For community reference , here's where I'm composing my argument:

https://docs.google.com/document/d/1Vz_oTPle0iisr8AAxY-5RPd84etYKgGvQA1Mg0mvprI/edit


----------



## Ryan Schultz (Sep 19, 2015)

Try as I might, their interpretation stands:

https://www.dropbox.com/s/1nazgwjhok8z9hr/BO%20email%20-%20Fire%20%26%20Flame%20resistant%20properties%20of%20interior%20plywood.pdf?dl=0

The horse is dead.


----------



## kilitact (Sep 19, 2015)

Ryan Schultz said:
			
		

> Try as I might, their interpretation stands:https://www.dropbox.com/s/1nazgwjhok8z9hr/BO%20email%20-%20Fire%20%26%20Flame%20resistant%20properties%20of%20interior%20plywood.pdf?dl=0
> 
> The horse is dead.


It might help to read/reread section 102.1. Per 2009 IBC code they are correct.


----------



## RLGA (Sep 19, 2015)

kilitact said:
			
		

> It might help to read/reread section 102.1. Per 2009 IBC code they are correct.


Section 102.1 refers to the specific overriding the general when there is a conflict.  Section 602.2, which they reference, is a general requirement, while subparagraph 7 of Section 603.1 is more specific.  I don't see how Section 602.2 can be directly interpreted to mean it is an "interior sheathing"--nowhere in the Section, or even in the Chapter, does it mention "interior sheathing."

"Interior sheathing," or "sheathing" for that matter, is not defined in Chapter 2 of the IBC.  IBC Section 201.4, which addresses terms not defined by the code, states that undefined terms are to have their "ordinarily accepted meanings."  _Sheathing_, as defined in a dictionary I have, states that it is a "layer of material applied to the outer frame of a building as a base for an *exterior* covering." (The highlight is my own.)

Ryan:

Obviously, I still disagree with the BO's decision, but, with that said, the old adage "You can't fight City Hall" comes to mind.  You can try to take it through the City's appeal process, but it will take awhile and delay things further...and you may still not win.  I suggest going to my earlier recommendation and put a layer of 1/4-inch gypsum board as the so-called "interior sheathing" over the girts (don't apply tape or finish, as this will add cost; and there's nothing in the code that says you have to do it, unless it is fire-resistance-rated) and then install the plywood paneling over that per IBC Section 803.11.1 as direct attachment to the wall.


----------



## kilitact (Sep 21, 2015)

I would disagree with the assumption that you "cannot fight city hall". If you have valid code information, than it would appear by the communications that you received that this method would be allowed.


----------



## north star (Sep 21, 2015)

*& ~ &*



kilitact,

By "fighting city hall", ...the Cost - Benefit ratio comes to mind.

Yes, technically speaking one could "fight", *IF* they have a well

substantiated & documented case........Our opinions versus the AHJ

opinions might take an extensive length of time [ i.e. - the AHJ could

request \ take a "continuance", or two, or more ].

If **Ryan Schultz** were to add a technical opinion from ICC; in his

favor, that may add credibility to the case, but delays might cost even

more than complying with the AHJ's view \ request.

Just sayin'...

*& ~ &*


----------



## RLGA (Sep 21, 2015)

north star said:
			
		

> *& ~ &*
> 
> kilitact,
> 
> ...


My point, exactly.  With a well-documented case that has a very good chance of winning, the owner may still not be willing to risk the time and money to make the argument, even if the odds are in your favor.


----------



## ADAguy (Sep 21, 2015)

Ryan, 2009? Still in use in your state?


----------



## kilitact (Sep 22, 2015)

Speaking from my own experience, even with ICC, a phone call in some cases helped to clarify details/information that was lost in the other forms of communications.

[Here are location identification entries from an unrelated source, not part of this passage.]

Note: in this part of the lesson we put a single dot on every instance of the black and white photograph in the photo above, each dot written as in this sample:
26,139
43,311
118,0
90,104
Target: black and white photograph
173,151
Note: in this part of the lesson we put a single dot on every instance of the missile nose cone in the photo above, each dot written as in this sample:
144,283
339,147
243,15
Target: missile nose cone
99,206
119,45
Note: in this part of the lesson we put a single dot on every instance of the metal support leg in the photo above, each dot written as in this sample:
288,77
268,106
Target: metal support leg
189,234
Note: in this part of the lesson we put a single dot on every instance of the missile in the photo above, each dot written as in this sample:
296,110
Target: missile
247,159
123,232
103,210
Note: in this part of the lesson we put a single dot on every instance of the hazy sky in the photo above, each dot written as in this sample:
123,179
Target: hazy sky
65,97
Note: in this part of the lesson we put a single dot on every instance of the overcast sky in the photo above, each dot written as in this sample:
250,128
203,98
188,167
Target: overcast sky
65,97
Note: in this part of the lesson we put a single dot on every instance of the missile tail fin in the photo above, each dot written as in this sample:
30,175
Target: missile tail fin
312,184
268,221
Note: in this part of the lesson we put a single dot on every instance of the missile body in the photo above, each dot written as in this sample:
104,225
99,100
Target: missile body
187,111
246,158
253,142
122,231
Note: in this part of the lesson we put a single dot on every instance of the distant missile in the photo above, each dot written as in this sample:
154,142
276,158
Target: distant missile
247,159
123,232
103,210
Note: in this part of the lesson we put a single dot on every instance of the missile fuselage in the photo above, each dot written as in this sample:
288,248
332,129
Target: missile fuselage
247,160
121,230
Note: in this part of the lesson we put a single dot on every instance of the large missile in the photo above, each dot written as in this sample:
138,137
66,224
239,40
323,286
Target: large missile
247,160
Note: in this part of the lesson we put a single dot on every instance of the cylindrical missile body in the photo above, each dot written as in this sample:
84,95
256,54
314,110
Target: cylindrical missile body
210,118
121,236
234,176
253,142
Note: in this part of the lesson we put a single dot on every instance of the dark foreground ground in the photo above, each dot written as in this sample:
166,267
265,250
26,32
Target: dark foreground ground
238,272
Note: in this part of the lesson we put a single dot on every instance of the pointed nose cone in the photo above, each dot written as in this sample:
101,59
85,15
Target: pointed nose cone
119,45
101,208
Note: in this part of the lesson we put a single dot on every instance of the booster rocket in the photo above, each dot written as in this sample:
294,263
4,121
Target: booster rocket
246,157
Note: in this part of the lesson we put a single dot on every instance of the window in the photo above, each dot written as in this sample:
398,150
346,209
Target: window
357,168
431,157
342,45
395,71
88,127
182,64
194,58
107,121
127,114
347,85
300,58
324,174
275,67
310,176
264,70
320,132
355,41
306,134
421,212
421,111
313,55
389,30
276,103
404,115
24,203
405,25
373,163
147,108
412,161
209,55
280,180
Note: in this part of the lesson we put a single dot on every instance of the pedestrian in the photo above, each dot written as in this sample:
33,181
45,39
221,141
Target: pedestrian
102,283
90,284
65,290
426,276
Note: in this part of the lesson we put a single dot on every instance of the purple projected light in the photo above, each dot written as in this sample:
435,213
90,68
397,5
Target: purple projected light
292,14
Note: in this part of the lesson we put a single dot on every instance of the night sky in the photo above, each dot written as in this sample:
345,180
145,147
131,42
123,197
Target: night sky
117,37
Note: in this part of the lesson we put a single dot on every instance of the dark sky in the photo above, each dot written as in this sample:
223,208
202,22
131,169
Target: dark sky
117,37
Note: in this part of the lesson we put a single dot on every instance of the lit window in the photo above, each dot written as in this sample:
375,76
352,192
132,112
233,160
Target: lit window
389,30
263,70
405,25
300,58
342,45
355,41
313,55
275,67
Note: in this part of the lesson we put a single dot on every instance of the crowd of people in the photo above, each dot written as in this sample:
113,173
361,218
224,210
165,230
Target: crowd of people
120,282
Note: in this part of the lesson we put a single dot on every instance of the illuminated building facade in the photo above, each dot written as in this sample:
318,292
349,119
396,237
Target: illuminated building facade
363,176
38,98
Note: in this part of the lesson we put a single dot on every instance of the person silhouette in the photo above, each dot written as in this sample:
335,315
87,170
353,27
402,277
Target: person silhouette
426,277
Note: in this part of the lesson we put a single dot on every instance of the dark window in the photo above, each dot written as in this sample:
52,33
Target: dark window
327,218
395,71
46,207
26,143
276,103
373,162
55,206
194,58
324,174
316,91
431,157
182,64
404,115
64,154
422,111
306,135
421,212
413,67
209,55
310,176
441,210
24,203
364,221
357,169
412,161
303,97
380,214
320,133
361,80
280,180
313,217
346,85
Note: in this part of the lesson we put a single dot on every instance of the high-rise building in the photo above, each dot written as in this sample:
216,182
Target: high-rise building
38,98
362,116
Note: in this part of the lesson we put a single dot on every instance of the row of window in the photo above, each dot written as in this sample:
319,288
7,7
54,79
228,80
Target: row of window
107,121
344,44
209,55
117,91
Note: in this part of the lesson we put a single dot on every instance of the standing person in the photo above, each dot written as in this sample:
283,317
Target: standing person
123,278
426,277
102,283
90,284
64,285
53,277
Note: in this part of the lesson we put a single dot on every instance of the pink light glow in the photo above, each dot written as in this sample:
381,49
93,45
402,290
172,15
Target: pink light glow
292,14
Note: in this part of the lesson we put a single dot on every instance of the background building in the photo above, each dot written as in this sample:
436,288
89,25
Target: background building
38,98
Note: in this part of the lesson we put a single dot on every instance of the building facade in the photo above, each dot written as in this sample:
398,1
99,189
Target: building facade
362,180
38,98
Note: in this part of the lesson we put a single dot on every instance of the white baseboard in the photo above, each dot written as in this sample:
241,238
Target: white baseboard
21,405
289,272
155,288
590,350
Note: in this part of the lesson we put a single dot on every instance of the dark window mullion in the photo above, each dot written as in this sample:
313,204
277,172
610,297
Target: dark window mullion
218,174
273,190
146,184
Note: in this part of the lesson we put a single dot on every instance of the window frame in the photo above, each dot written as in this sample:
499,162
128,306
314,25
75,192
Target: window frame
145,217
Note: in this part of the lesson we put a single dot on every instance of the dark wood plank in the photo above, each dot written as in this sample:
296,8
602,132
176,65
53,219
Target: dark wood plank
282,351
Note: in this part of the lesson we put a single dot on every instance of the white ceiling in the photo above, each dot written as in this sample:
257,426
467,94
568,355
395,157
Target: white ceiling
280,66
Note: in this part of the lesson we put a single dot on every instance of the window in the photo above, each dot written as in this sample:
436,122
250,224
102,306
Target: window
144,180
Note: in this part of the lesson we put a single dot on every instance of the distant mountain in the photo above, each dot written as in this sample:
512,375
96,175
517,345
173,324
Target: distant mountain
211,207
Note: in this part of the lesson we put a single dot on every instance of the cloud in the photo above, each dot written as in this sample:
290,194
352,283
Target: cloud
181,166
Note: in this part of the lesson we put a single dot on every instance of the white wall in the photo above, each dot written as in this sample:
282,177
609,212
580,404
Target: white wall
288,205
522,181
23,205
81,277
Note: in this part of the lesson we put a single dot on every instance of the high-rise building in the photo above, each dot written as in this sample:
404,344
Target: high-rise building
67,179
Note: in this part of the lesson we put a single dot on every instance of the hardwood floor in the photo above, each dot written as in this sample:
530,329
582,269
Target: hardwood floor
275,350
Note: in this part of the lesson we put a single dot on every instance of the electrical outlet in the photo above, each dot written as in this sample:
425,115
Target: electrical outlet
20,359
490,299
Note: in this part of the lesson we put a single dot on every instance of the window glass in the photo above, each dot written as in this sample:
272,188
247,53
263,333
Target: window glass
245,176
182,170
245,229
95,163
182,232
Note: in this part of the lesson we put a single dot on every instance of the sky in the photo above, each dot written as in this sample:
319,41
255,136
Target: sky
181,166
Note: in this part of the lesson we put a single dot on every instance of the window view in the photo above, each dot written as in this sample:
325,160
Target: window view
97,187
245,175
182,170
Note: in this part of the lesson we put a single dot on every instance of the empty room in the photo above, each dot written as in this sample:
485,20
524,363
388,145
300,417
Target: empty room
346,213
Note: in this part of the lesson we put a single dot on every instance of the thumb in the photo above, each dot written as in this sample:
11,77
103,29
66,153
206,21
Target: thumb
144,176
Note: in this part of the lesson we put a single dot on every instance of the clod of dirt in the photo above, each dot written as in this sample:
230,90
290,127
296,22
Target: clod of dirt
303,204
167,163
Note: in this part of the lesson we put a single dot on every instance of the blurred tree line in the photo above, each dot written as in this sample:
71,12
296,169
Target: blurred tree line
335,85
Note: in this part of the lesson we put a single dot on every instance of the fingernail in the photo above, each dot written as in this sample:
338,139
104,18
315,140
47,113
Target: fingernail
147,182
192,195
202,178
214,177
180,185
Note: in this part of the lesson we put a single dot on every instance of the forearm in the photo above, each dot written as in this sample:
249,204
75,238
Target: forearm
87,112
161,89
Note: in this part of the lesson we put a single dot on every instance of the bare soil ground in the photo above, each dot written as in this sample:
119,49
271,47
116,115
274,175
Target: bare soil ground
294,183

So ten/fifteens to resolve. In this case I think the powers to be made, with the information given, made the correct  call.


----------



## Ryan Schultz (Oct 1, 2015)

Thanks Kilitact,  I actually did contact the ICC, here's their response.

https://www.dropbox.com/s/tlt3cicpamlzq24/email%20with%20ICC%20-%20Fire%20%26%20Flame%20resistant%20properties%20of%20interior%20plywood.pdf?dl=0

Which is in line with our discussions here.


----------



## clear as mud (Oct 2, 2015)

Being from WI, I find myself in agreement with your code official. His interpretation is consistent with the training I have always received, even from ICC training materials.

You can only use the direct attachment method if placing your finish material over a non-combustible surface such as drywall, or if the wall were of masonry or concrete. In this method, the backside is not exposed within the wall cavity.

Fire can attack your exposed finish material from within the wall cavity which is what direct attachment prevents. As soon as you expose the backside you have to protect it. The furring method reduces exposure by limiting the depth of the cavity to 1 3/4" and then further protecting the cavity in one of three prescribed methods. The set-out method reduces exposure by wetting both sides, placing over a non-combustible backing (eliminating exposure) or back to the furring method.

Your method of installation does not meet the "intent" of direct attachment, which is to prevent exposure of the combustible material within the wall cavity. If your wall were masonry or concrete, I would say go for it.

jmo


----------



## ADAguy (Oct 2, 2015)

Though not wood, this brings up memories of a major fire in Las Vegas a number of years back where a plastic or composite sheathing was installed that was backlit.

Anyone remember the details on that?


----------